Notas de real: perspectiva para a dívida pública do país preocupa analistas do mercado financeiro (Reprodução/YouTube)

DR

Da Redação

Publicado em 16 de fevereiro de 2016 às 20h13.

A combinação de déficit fiscal com juro alto para combater a inflação está aumentando o receio de que a dívida brasileira entre, ou já esteja, em uma trajetória insustentável.

Estrelas do mercado como Luis Stuhlberger, do Fundo Verde, e o ex-Pimco Bill Gross estão entre os que têm soado o alarme em relação ao Brasil. 

Até segunda ordem, contudo, os ativos brasileiros têm mostrado uma relativa estabilidade desde o pico do nervosismo de setembro, quando o dólar chegou a passar de R$ 4,20. A perspectiva de mudança política pode estar por trás desse sangue-frio.

No relatório de fevereiro, o gestor da Janus Capital, Bill Gross, citou o Brasil entre os exemplos de distorções na economia global. 

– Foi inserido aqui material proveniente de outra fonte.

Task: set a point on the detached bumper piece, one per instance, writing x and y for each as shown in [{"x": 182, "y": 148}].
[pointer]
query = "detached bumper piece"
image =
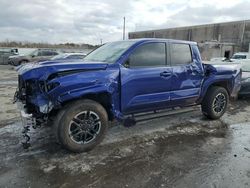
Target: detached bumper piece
[{"x": 28, "y": 121}]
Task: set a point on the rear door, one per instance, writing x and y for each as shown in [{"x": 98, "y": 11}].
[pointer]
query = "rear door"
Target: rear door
[
  {"x": 187, "y": 75},
  {"x": 145, "y": 79}
]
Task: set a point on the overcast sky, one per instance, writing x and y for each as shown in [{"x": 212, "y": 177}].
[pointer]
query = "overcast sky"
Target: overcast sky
[{"x": 88, "y": 21}]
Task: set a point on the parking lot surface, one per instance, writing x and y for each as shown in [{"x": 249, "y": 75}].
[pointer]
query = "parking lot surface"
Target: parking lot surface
[{"x": 181, "y": 150}]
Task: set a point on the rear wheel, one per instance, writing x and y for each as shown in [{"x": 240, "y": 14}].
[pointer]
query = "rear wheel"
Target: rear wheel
[
  {"x": 82, "y": 125},
  {"x": 215, "y": 102}
]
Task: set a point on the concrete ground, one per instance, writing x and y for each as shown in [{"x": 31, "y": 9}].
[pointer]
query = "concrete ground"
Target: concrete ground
[{"x": 182, "y": 150}]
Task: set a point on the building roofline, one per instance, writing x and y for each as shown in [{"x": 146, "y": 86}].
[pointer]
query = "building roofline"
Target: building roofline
[{"x": 193, "y": 26}]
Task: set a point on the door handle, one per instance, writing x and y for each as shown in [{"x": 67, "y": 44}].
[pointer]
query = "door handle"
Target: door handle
[{"x": 165, "y": 74}]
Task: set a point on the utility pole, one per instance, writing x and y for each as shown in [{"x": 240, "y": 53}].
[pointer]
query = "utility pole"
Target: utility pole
[{"x": 124, "y": 21}]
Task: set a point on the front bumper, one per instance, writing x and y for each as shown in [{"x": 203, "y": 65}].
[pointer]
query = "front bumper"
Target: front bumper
[{"x": 27, "y": 119}]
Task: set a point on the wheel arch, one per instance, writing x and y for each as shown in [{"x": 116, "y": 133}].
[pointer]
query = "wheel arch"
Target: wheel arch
[
  {"x": 219, "y": 83},
  {"x": 103, "y": 98}
]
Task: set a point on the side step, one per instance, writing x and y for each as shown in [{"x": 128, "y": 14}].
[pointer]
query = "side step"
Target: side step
[{"x": 132, "y": 119}]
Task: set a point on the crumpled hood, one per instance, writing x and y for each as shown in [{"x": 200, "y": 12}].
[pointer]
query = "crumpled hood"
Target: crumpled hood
[{"x": 43, "y": 69}]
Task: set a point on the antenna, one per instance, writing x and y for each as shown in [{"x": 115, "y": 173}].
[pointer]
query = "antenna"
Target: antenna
[{"x": 124, "y": 22}]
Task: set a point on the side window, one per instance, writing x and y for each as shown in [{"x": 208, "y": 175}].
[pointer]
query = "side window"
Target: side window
[
  {"x": 180, "y": 54},
  {"x": 148, "y": 55}
]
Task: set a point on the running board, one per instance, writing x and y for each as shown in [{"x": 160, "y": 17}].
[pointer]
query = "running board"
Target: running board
[{"x": 132, "y": 119}]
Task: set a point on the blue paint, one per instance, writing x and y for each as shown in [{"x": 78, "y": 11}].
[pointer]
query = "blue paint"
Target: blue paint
[{"x": 131, "y": 90}]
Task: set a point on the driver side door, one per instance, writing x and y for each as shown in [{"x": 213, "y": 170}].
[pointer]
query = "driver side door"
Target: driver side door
[{"x": 146, "y": 79}]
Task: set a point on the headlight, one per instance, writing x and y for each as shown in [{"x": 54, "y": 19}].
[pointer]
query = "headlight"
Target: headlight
[{"x": 245, "y": 80}]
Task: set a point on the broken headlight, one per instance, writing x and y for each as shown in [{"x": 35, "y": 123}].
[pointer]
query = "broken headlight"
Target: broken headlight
[{"x": 48, "y": 87}]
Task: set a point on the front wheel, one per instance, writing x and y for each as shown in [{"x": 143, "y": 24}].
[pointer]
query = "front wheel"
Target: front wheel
[
  {"x": 82, "y": 125},
  {"x": 215, "y": 102}
]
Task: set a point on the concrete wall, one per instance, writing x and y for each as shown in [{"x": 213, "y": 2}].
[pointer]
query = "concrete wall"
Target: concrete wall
[{"x": 230, "y": 36}]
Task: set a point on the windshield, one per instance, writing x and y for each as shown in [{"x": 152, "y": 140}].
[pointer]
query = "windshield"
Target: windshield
[
  {"x": 109, "y": 52},
  {"x": 33, "y": 53}
]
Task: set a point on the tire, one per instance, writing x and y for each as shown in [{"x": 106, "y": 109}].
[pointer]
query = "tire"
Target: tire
[
  {"x": 81, "y": 125},
  {"x": 215, "y": 102}
]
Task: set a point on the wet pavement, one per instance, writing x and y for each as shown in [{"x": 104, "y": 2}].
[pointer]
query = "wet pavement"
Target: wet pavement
[{"x": 182, "y": 150}]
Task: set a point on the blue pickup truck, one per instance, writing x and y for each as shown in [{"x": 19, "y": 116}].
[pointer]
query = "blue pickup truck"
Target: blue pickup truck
[{"x": 117, "y": 81}]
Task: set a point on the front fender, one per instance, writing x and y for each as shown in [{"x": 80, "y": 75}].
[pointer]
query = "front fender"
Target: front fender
[{"x": 80, "y": 84}]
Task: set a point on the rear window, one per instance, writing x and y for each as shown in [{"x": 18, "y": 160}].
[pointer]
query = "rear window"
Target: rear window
[
  {"x": 180, "y": 54},
  {"x": 148, "y": 55}
]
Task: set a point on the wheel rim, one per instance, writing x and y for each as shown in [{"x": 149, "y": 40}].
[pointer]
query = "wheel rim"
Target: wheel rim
[
  {"x": 219, "y": 103},
  {"x": 84, "y": 127}
]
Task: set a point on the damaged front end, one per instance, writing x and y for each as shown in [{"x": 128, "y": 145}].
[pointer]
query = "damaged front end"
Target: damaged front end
[{"x": 34, "y": 105}]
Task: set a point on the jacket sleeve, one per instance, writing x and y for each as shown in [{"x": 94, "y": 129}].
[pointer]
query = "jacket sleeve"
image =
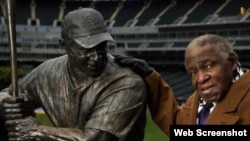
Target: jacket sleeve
[{"x": 162, "y": 104}]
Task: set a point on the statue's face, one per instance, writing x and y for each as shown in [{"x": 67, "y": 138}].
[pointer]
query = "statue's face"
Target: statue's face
[{"x": 90, "y": 61}]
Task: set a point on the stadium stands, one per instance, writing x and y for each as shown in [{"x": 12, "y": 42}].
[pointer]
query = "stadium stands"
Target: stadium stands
[{"x": 155, "y": 30}]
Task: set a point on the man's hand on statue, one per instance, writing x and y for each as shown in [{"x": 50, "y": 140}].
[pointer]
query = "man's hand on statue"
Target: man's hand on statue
[
  {"x": 139, "y": 66},
  {"x": 25, "y": 129},
  {"x": 12, "y": 108}
]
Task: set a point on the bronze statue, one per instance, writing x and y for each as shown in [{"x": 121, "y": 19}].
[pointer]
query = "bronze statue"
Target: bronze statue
[{"x": 86, "y": 95}]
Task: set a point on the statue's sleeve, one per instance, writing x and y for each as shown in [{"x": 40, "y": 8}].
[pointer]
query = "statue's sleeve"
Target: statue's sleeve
[
  {"x": 162, "y": 104},
  {"x": 120, "y": 107}
]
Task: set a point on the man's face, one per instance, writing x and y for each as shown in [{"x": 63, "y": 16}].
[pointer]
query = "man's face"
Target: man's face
[
  {"x": 211, "y": 74},
  {"x": 90, "y": 61}
]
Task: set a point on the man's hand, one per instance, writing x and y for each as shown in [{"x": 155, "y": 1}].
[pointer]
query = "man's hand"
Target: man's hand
[
  {"x": 12, "y": 108},
  {"x": 25, "y": 129},
  {"x": 139, "y": 66}
]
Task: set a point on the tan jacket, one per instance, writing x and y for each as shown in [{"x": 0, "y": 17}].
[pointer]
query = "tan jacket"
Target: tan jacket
[{"x": 233, "y": 109}]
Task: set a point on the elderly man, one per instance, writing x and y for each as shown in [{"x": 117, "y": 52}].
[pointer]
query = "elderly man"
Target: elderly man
[
  {"x": 86, "y": 95},
  {"x": 221, "y": 86}
]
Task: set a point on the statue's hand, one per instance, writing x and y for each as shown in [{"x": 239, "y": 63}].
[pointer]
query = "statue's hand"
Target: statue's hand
[
  {"x": 25, "y": 129},
  {"x": 139, "y": 66}
]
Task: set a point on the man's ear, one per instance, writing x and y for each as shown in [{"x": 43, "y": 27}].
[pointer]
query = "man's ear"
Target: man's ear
[
  {"x": 61, "y": 43},
  {"x": 233, "y": 59}
]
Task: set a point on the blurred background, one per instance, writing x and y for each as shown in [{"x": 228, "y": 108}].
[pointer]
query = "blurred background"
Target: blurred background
[{"x": 154, "y": 30}]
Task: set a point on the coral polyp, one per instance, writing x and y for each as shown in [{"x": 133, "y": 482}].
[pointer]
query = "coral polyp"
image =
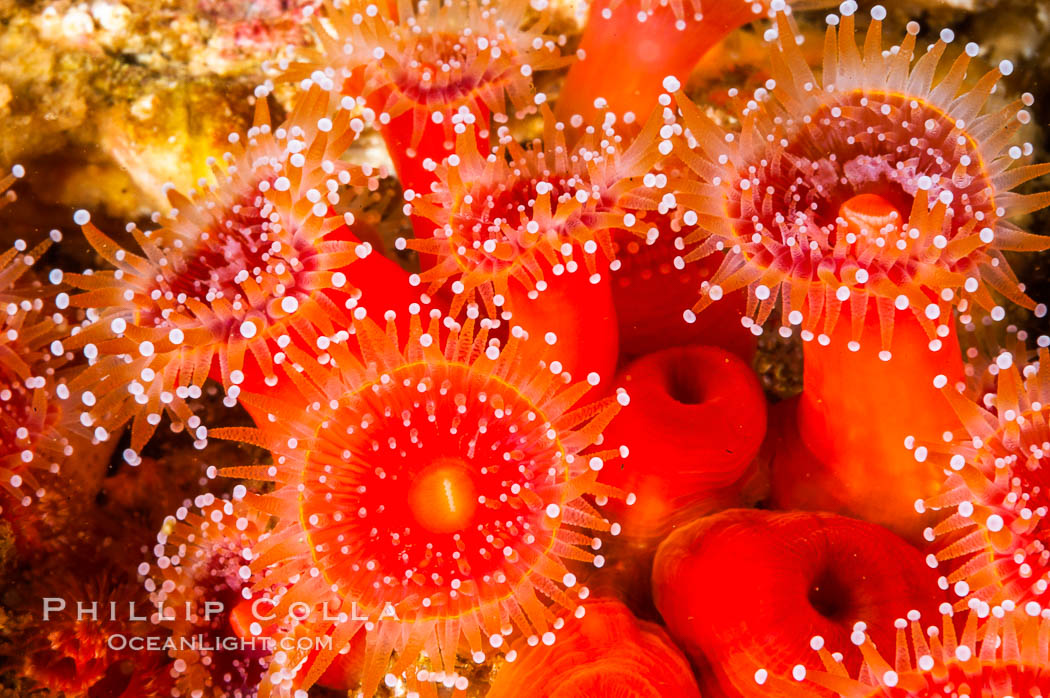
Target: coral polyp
[
  {"x": 38, "y": 428},
  {"x": 237, "y": 272},
  {"x": 987, "y": 652},
  {"x": 603, "y": 653},
  {"x": 437, "y": 487},
  {"x": 428, "y": 69},
  {"x": 995, "y": 544},
  {"x": 198, "y": 578},
  {"x": 520, "y": 214},
  {"x": 885, "y": 180}
]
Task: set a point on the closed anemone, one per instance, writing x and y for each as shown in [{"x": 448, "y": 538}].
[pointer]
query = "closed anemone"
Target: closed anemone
[
  {"x": 440, "y": 488},
  {"x": 198, "y": 577}
]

”Nenhum país ao longo do tempo pode emitir dívida com juro real de 6%-7% e PIB negativo. É uma sentença de morte”, disse Gross, cujo conhecimento sobre dívida é explícito pelo seu currículo. 

Ele mudou para a Janus em 2014 após deixar a Pimco, maior administradora de títulos de dívida do mundo, que ele ajudou a fundar.

Stuhlberger, do fundo Verde, disse ao Valor em entrevista na última segunda-feira que, sem mudanças relevantes na estrutura dos gastos públicos, a dívida pública vai explodir. 

Para ele, o mercado, contudo, ainda tem dúvidas sobre se amplia a venda de ativos brasileiros, dividindo-se entre o temor de piora adicional da economia e o alívio com a perspectiva de eleição de 2018. O mercado vê 70% de chances de mudança política, com inviabilização da candidatura de Lula, que poderia levar a um ’bull market’, disse o gestor.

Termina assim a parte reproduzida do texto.